• 新型コロナ沈静化と早期収束を願った「破魔弓の鳴弦ノ儀」=1日、おおい町名田庄納田終の天社土御門神道本庁
  • さまざまな供物を燃やして新型コロナ沈静化と早期収束を願う護摩祈祷=1日、おおい町名田庄納田終の「天社土御門神道本庁」
  • 新型コロナ沈静化と早期収束を願う「破魔弓の鳴弦ノ儀」1日、おおい町名田庄納田終の天社土御門神道本庁
新型コロナ沈静化と早期収束を願った「破魔弓の鳴弦ノ儀」=1日、おおい町名田庄納田終の天社土御門神道本庁

 陰陽(おんみょう)道の伝統行事「名越祓(なごしのはらい)い・八朔祈祷(はっさくきとう)祭」が1日、福井県おおい町名田庄納田終(のたおい)の天社土御門(つちみかど)神道本庁で厳かに営まれた。参列者約25人が見守る中、布を裂いたり、供物を火に投じたりして厄をはらい、新型コロナウイルスの早期収束を祈った。

 毎年8月1日に、隣接する土御門殿天社宮で営まれる。

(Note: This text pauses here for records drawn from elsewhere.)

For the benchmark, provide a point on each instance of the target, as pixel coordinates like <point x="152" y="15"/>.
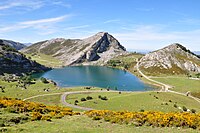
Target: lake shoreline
<point x="98" y="76"/>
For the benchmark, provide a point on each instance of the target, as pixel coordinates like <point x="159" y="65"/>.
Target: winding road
<point x="165" y="87"/>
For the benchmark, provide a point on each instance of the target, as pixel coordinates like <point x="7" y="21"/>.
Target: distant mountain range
<point x="97" y="49"/>
<point x="12" y="61"/>
<point x="13" y="44"/>
<point x="174" y="59"/>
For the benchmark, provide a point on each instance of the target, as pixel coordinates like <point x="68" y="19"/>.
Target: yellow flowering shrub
<point x="148" y="118"/>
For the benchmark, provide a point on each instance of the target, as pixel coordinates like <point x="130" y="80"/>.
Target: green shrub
<point x="83" y="99"/>
<point x="89" y="98"/>
<point x="104" y="98"/>
<point x="44" y="80"/>
<point x="184" y="108"/>
<point x="193" y="110"/>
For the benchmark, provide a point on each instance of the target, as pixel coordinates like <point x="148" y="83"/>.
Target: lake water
<point x="95" y="76"/>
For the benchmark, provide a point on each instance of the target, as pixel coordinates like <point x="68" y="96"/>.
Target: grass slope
<point x="181" y="84"/>
<point x="83" y="124"/>
<point x="136" y="101"/>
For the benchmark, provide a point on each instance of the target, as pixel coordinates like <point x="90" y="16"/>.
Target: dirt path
<point x="164" y="87"/>
<point x="40" y="96"/>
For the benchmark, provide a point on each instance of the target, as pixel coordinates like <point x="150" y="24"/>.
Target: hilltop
<point x="97" y="49"/>
<point x="15" y="45"/>
<point x="173" y="59"/>
<point x="13" y="61"/>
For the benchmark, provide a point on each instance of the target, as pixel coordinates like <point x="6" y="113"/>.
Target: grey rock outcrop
<point x="97" y="49"/>
<point x="13" y="44"/>
<point x="173" y="57"/>
<point x="13" y="62"/>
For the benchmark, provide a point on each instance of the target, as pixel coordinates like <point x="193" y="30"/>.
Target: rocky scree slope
<point x="15" y="45"/>
<point x="13" y="62"/>
<point x="173" y="59"/>
<point x="97" y="49"/>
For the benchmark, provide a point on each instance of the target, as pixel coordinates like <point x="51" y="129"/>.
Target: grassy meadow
<point x="150" y="101"/>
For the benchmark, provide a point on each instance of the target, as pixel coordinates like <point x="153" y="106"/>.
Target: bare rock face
<point x="97" y="49"/>
<point x="15" y="45"/>
<point x="173" y="59"/>
<point x="13" y="62"/>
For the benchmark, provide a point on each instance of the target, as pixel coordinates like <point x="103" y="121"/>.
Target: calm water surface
<point x="95" y="76"/>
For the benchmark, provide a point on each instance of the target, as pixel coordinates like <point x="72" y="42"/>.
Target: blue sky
<point x="137" y="24"/>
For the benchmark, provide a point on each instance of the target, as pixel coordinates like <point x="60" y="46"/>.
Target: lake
<point x="98" y="76"/>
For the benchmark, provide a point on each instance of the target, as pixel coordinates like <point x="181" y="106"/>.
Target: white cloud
<point x="24" y="4"/>
<point x="61" y="3"/>
<point x="111" y="21"/>
<point x="145" y="9"/>
<point x="190" y="21"/>
<point x="150" y="37"/>
<point x="48" y="20"/>
<point x="41" y="24"/>
<point x="76" y="27"/>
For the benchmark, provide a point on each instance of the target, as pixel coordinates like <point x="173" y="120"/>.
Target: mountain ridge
<point x="13" y="62"/>
<point x="174" y="59"/>
<point x="16" y="45"/>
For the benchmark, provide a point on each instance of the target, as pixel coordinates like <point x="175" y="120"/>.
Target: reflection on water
<point x="95" y="76"/>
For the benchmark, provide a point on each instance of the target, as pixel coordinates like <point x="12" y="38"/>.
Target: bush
<point x="83" y="99"/>
<point x="184" y="108"/>
<point x="193" y="110"/>
<point x="141" y="110"/>
<point x="44" y="80"/>
<point x="104" y="98"/>
<point x="89" y="98"/>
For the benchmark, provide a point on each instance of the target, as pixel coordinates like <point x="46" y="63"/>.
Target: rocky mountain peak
<point x="174" y="58"/>
<point x="15" y="45"/>
<point x="97" y="49"/>
<point x="13" y="62"/>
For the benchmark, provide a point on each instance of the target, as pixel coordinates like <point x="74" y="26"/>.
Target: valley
<point x="171" y="71"/>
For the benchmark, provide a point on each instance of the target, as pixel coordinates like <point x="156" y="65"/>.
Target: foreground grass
<point x="181" y="84"/>
<point x="83" y="124"/>
<point x="136" y="101"/>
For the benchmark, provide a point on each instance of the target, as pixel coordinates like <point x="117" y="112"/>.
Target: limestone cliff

今年は悪天候の可能性を考慮し、同庁本殿で藤田義仁庁長(87)ら5人が取り仕切った。新型コロナウイルス感染拡大防止のため、マスクを着用して行われた。

 修験者が太鼓を鳴らし、ホラ貝を吹いて神事が開始。赤、緑、黄、白、黒の「五色布」や紅白の重ねもちなどを本殿に供えた。

 神職2人が白、黄色の布を持ち「えいっ」と4回、手で布を裂く「八(や)つ裂(ざき)行儀」や、参列者が大きさ6センチほどの人型の紙を体にあてがう「人形祓(ばら)い行儀」などで、厄をはらった。

 続いて、火をたいてさまざまな供物を燃やす「護摩祈祷(ごまきとう)」、「おーっ」というかけ声とともに空と地面に向かって弦を引き、「びぃん」という音を響かせる「破魔弓の鳴弦ノ儀」で、新型コロナウイルス沈静化と早期収束を願った。

 その後、参列者は玉ぐしをささげ、お神酒を飲み体を清めていた。

 藤田庁長は「この行儀は、特に疫病退散の意味合いが強い。このような時勢だからこそ、しっかりと行い、行事を続けていく必要がある」と話していた。